Jika menyukai buku-buku yang ditulis dan berlatar negeri-negeri di timur tengah, ada baiknya kalian juga mencoba membaca buku ini. Dan, sebelum membacanya, cobalah membaca profil penulisnya. Karena, dari profil sekilasnya itulah saya membayangkan, bahwa ini berdasarkan pengalaman Mohsin. Karena, tokoh-tokoh di sini juga menyambangi beberapa tempat yang juga pernah dijejaki oleh Mohsin.

Pintu ajaib, berbicara mengenai hal ini mendatangkan kesimpulan sekilas bahwa ini merupakan kisah Fantasi Realistis. Tapi, bagi saya, hal tersebut merupakan simbolisme terhadap jalur-jalur yang pernah dilintasi oleh para pengungsi yang melarikan diri dari negeri mereka yang tak lagi menyediakan tempat yang aman dan nyaman demi kehidupan mereka. Alih-alih, harga nyawa mereka tampak tak berharga lagi. Jam demi jam, mampu dilewati dengan berpikir bahwa bisa saja hari itu adalah hari terakhir mereka di dunia ini.

Berbicara masalah pengungsi, tentunya kondisi ini sangat teramat berkaitan dengan apa yang terjadi di seluruh penjuru dunia. Nasib pengungsi yang kita saksikan di layar kaca atau baca melalui portal berita, sama dengan apa yang dikisahkan dalam buku ini. Bahkan, lebih komplit dan terasa lebih lengkap. Karena, kondisi baik Saeed dan Nadia yang berhasil melarikan diri menuju tempat-tempat yang ditentukan oleh nasib, tidak selalu menyediakan pengamanan yang mereka butuhkan. Ada pula kericuhan yang terjadi hingga menewaskan para imigran tersebut.

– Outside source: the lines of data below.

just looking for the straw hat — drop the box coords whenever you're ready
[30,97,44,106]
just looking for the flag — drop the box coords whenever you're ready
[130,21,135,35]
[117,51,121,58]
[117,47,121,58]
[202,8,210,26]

Ketika menyesap kalimat pertama hingga berlembar-lembar halaman kemudian, ada satu yang membuat saya melihat sesuatu yang tampak seperti identitas penulis-penulis khas timur tengah. Dulu, saya pernah membaca novel Kite Runner yang bahasanya mendayu dan mengasikkan hingga tak terasa halaman terakhir akan memisahkan saya dengan dua lelaki dalam kisah ini. Begitu pula yang saya rasakan, gaya bercerita Mohsin, cukup ringkas meski mendayu-dayu, bahkan tidak ditemui penyampaian yang berputar-putar hingga membuat bosan. Justru sangat padat, apa adanya dan menggunakan bahasa yang indah.

Entahlah, tapi saya sangat menyukai buku ini. Yang ketika saya baca kembali ulasan saya ini, sama sekali tidak bisa memberikan spoiler cerita. Karena, saya kemudian membatin, bagian ini belum saya ceritakan, bagian itu belum saya ceritakan hingga ternyata masih banyak bagian yang belum bisa saya tumpahkan dalam tulisan ini. Tentunya, ini menjadikan alasan, mengapa buku-buku bagus itu sulit untuk di-spoiler meski tampaknya sudah semua diceritakan ternyata masih ada saja bagian-bagian yang lupa tidak ditulis.


Jadi, menurut saya, silakan baca sendiri tulisan Mohsin Hamid ini. Karena RASA yang disampaikan olehnya, hanya bisa disesap oleh dirimu sendiri, tanpa melalui perantara orang lain.